Clene plans to initiate an international Phase III trial of CNM-Au8 that will include around 300 patients with early-onset amyotrophic lateral sclerosis (ALS), says Matthew Kiernan, PhD, a clinical advisor for CNM-Au8 trials and chair of neurology at the University of Sydney.
The trial, called RESTORE-ALS, has a scientific committee in place and will begin involving countries later this year, Kiernan adds. Clene aims to have RESTORE-ALS trial sites in the US, Canada, Germany, Netherlands, France, Italy, and Australia, he notes.
However, the trial’s exact timing and primary endpoints will depend on the FDA’s upcoming regulatory decision on Amylyx’s AMX0035, as well as data from the ongoing HEALEY-ALS trial, Kiernan says. On March 30, an FDA Advisory Committee narrowly voted against the approval of AMX0035 in ALS, but the FDA won’t make its final regulatory decision until June 29. Meanwhile, the CNM-Au8 arm of the HEALEY-ALS study, which uses a platform trial design, has Phase II results for around 150 patients expected in H2 2022, Kiernan says.
“Although the advisory committee has provided a vote, the FDA has not yet provided its formal decision, so we can’t preempt that,” Kiernan explains. “What happens with Amylyx will help pave the way for how we fine tune [RESTORE-ALS’s] outcome measures.”
ALS is a rare neurodegenerative disease with significant unmet therapeutic need. Characterized by the death of motor neurons, the fast-progressing disease has an average life expectancy of just four years after diagnosis.

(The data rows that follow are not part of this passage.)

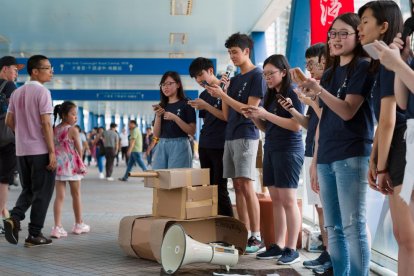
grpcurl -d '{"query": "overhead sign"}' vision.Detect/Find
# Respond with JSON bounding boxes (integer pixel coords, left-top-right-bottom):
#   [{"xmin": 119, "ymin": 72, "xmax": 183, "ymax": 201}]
[
  {"xmin": 17, "ymin": 58, "xmax": 216, "ymax": 75},
  {"xmin": 50, "ymin": 89, "xmax": 198, "ymax": 101}
]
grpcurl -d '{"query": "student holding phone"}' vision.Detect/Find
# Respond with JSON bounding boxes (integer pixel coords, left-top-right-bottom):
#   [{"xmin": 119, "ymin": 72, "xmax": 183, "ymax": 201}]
[
  {"xmin": 294, "ymin": 13, "xmax": 374, "ymax": 275},
  {"xmin": 188, "ymin": 57, "xmax": 233, "ymax": 217},
  {"xmin": 152, "ymin": 71, "xmax": 196, "ymax": 170},
  {"xmin": 358, "ymin": 1, "xmax": 414, "ymax": 275},
  {"xmin": 243, "ymin": 55, "xmax": 304, "ymax": 264}
]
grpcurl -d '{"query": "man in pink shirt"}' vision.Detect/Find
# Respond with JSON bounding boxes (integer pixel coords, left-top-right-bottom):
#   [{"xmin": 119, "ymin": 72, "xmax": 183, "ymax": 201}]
[{"xmin": 4, "ymin": 55, "xmax": 56, "ymax": 247}]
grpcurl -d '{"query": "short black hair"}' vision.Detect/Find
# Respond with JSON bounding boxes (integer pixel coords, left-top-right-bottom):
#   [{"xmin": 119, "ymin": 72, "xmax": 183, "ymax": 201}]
[
  {"xmin": 224, "ymin": 33, "xmax": 253, "ymax": 53},
  {"xmin": 27, "ymin": 55, "xmax": 48, "ymax": 75},
  {"xmin": 188, "ymin": 57, "xmax": 214, "ymax": 78}
]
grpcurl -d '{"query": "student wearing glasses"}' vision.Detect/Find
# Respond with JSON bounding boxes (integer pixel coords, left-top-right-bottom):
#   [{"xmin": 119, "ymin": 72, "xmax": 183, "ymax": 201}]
[
  {"xmin": 293, "ymin": 13, "xmax": 374, "ymax": 275},
  {"xmin": 152, "ymin": 71, "xmax": 196, "ymax": 169}
]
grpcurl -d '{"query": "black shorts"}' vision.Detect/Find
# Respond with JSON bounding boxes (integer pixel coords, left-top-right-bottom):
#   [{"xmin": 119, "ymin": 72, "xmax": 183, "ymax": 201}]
[
  {"xmin": 388, "ymin": 124, "xmax": 407, "ymax": 187},
  {"xmin": 263, "ymin": 150, "xmax": 304, "ymax": 189},
  {"xmin": 0, "ymin": 143, "xmax": 17, "ymax": 185}
]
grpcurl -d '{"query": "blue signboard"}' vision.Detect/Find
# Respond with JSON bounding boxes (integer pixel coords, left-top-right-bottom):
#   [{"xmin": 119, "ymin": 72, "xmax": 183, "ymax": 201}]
[
  {"xmin": 17, "ymin": 58, "xmax": 216, "ymax": 75},
  {"xmin": 50, "ymin": 89, "xmax": 198, "ymax": 101}
]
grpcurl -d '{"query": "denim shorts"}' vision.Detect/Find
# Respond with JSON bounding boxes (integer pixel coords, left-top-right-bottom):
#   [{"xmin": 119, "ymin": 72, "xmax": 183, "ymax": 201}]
[
  {"xmin": 263, "ymin": 150, "xmax": 304, "ymax": 189},
  {"xmin": 152, "ymin": 137, "xmax": 193, "ymax": 170},
  {"xmin": 223, "ymin": 139, "xmax": 259, "ymax": 180}
]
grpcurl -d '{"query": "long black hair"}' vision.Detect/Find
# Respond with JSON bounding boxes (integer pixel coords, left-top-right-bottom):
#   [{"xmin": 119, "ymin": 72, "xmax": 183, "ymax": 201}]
[
  {"xmin": 326, "ymin": 12, "xmax": 366, "ymax": 82},
  {"xmin": 358, "ymin": 0, "xmax": 402, "ymax": 72},
  {"xmin": 263, "ymin": 55, "xmax": 292, "ymax": 108},
  {"xmin": 53, "ymin": 101, "xmax": 76, "ymax": 127},
  {"xmin": 160, "ymin": 71, "xmax": 186, "ymax": 108}
]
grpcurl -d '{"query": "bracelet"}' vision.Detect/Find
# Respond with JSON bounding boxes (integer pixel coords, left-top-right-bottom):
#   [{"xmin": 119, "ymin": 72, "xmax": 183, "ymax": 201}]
[{"xmin": 377, "ymin": 168, "xmax": 388, "ymax": 174}]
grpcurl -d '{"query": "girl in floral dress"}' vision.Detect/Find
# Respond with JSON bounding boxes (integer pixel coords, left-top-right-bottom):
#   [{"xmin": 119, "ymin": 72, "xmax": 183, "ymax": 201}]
[{"xmin": 50, "ymin": 101, "xmax": 90, "ymax": 238}]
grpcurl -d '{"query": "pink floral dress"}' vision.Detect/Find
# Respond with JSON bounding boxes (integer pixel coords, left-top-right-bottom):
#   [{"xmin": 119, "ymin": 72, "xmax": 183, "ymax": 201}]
[{"xmin": 53, "ymin": 124, "xmax": 86, "ymax": 180}]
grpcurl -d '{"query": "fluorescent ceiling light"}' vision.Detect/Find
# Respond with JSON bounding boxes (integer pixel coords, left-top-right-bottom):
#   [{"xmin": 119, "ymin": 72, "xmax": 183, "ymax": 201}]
[
  {"xmin": 170, "ymin": 33, "xmax": 187, "ymax": 45},
  {"xmin": 171, "ymin": 0, "xmax": 193, "ymax": 15}
]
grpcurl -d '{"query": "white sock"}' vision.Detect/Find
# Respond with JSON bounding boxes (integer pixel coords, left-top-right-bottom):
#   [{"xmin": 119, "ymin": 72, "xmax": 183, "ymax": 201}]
[{"xmin": 252, "ymin": 232, "xmax": 262, "ymax": 241}]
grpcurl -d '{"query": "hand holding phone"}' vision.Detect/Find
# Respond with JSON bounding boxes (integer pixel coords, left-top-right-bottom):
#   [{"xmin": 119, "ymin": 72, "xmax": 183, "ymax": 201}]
[
  {"xmin": 362, "ymin": 40, "xmax": 388, "ymax": 59},
  {"xmin": 276, "ymin": 93, "xmax": 293, "ymax": 109}
]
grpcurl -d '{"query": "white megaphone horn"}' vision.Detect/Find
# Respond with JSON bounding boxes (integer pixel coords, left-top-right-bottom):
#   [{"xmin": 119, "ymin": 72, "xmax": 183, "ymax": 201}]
[{"xmin": 161, "ymin": 224, "xmax": 239, "ymax": 274}]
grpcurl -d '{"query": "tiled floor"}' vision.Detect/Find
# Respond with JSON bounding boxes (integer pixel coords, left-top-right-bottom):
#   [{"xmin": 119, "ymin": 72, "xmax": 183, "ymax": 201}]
[{"xmin": 0, "ymin": 165, "xmax": 330, "ymax": 275}]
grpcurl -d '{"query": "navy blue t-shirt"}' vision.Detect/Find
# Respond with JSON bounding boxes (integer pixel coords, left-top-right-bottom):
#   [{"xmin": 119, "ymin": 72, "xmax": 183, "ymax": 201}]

Clene’s CNMAU-8 is a gold nanocrystal suspension under development for ALS, with potentially remyelinating and neuroprotective effects. Previously, the 45-patient Phase II RESCUE-ALS trial of CNM-Au8 (NCT04098406) missed its primary endpoint of MUNIX, a summated assessment of motor dysfunction and disease progression in ALS.
Collecting survival data
Because ALS is a fast-progressing disease with a highly heterogeneous population, it has proven difficult to measure and predict survival in late-stage clinical trials. “Regulators want to get a pure survival [benefit], but that takes potentially a 5–10 year trial,” Kiernan says. “ALS patients are typically dying within 18 months to three years, so that’s an unrealistic approach in this population group.”
RESTORE-ALS will likely use the ENCALS model for predicting survival, which Clene used in the open-label extension of its 45-patient, Phase II RESCUE-ALS trial, Kiernan says. ENCALS is a validated model for predicting survival in patients with ALS, incorporating factors such as age, type of onset, and motor and respiratory function. The model can help determine how a patient’s survival on an experimental ALS treatment compares to their predicted survival without treatment, Kiernan explains.
In new RESCUE-ALS data reported at last week’s American Academy of Neurology (AAN) conference, there was a 70% survival benefit for the 36 patients in the open-label extension of RESCUE-ALS. “For us working in the field, it’s a positive outcome because we’ve had so many negative trials over the last 30 years,” says Kiernan, who presented the data at AAN.
In addition, the planned RESTORE-ALS study will likely incorporate multiple biomarkers that could be associated with survival, Kiernan says. These could include neurofilament light-chains as well as markers of respiratory function, he adds.
Recruiting the right patients
To increase chances of protecting neurons through an ALS treatment, it is important to target the disease as early as possible, Kiernan says. However, recruiting the right patients has proven challenging in ALS trials so far, particularly given some ambiguity around diagnoses, he adds.
In RESTORE-ALS, Clene will look to recruit patients using the Gold Coast Criteria for diagnosing ALS, Kiernan says. The Gold Coast Criteria require progressive motor impairment, presence of upper motor neuron and lower motor neuron impairment in at least one body region, and investigations excluding other disease processes.
The Gold Coast Criteria lead to a binary decision on whether a patient presents with ALS, which is less confusing than other models that assign various levels of probability to ALS, Kiernan explains. In the past, ALS diagnostic measures have assigned “possible ALS,” “probable ALS,” or “definite ALS” to patients, he notes.
“As a community, we’re more actively diagnosing ALS because we want patients on treatments, and we want to recruit as many as possible into clinical trials,” Kiernan says. “We’re pushing for every patient to have access to a clinical trial in the course of their disease.”